I explained as best I could and promised that I would be giving up very soon. And I meant it.
"If you die my Mummy will be really sad, and I don't like it when my Mummy is sad, even though I don't really understand it, I don't like it".
Somewhere deep inside, my heart broke just a little bit more than it had before. My friend's Mum died very suddenly of cancer at too young an age and smoked voraciously all of her life. If I can't give up for myself, I need to give up for the people around me.
That was the last conversation on smoking although I continued to get sidelong glances when I grabbed my coat and sneaked outside.
The older daughter, L, affected me on a different level. She is 11 years old - such a tender age: just on the fringes of puberty. She still retains a childish innocence and is excruciating embarrassed over the way her body is starting to change. When the school recently gave the girls "The Talk", the teacher commented that she had never seen a girl turn so white so quickly when a tampon was passed around the class. I feel for her and remembering my own fears I wanted to talk to her and tell her that everything would be okay, but the bridge wasn't there to cross.
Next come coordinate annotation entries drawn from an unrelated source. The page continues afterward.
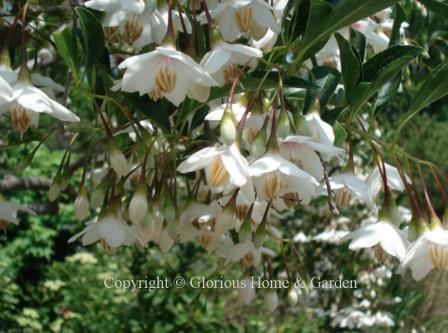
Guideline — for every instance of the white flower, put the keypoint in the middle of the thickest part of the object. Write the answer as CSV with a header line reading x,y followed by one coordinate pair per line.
x,y
139,30
271,300
246,291
429,251
223,60
381,234
276,178
116,10
8,213
348,184
244,17
82,204
139,204
301,150
111,229
225,168
28,102
166,72
321,131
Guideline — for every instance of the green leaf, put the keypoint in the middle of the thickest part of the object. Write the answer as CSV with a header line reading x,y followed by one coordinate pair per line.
x,y
351,67
400,17
438,7
325,19
327,78
434,87
381,68
340,134
67,46
92,36
359,43
383,60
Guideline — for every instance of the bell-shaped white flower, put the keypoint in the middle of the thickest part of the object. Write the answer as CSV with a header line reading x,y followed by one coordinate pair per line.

Her moods are verging on teenager, playful one minute, affronted the next, but her body is still that of a child - tiny, straight up and down, no hips. Just like I was. Just like I was the year that my Stepfather started to visit my bedroom with the offer of rubbing my back. Only whenever I have remembered this abuse, I have pictured myself as I am now, with a woman's body and a mature mind - someone who had the capability to say no. I have felt so much guilt over the years for not being able to control the situation - none of the efforts I made to deflect his attentions worked. And I have blamed myself for years imagining that somehow, with all of my teenage hormones and curiosity, I encouraged him - as though the thoughts in my head that I had about boys were enough to turn me in to such a temptress that he - as a 42 year old man - couldn't possibly resist.
But now I am hit with the sudden realisation that I didn't stand a chance. And that although the abuse went on for long after my body had developed (although, to be honest, I am still waiting patiently for my boobs to grow), when the abuse started I was just a girl. A girl whose only worries in the world should have been about growing up and keeping up with the latest craze - not desperately trying to engineer every waking moment to prevent 'consequences' that could never have been avoided.
If I think of any 42 year old man approaching L in the same way, I can feel my fists clenching, ready to fight. I feel so angry at the mere thought. I can see how easily she would be manipulated, how quickly she would shut down if she did not have the support of her parents, how swiftly she would blame herself. How remarkably easy it would be to take a beautiful, caring, open child and crush her spirit out of all recognition. And I've never given myself the same consideration - there is still a part of me thinking "But maybe if I'd done this, or not done that, or told somebody". Maybe I am just too proud to admit that I was outwitted at every turn. I thought I was clever, but just not clever enough.
It's New Year's Eve, and 2010 lies ahead, waiting for my next move. It is time to move on, to finally forgive myself for being out of my depth, for learning that the control I could not possibly have had then, I can have now. The possibilities are endless.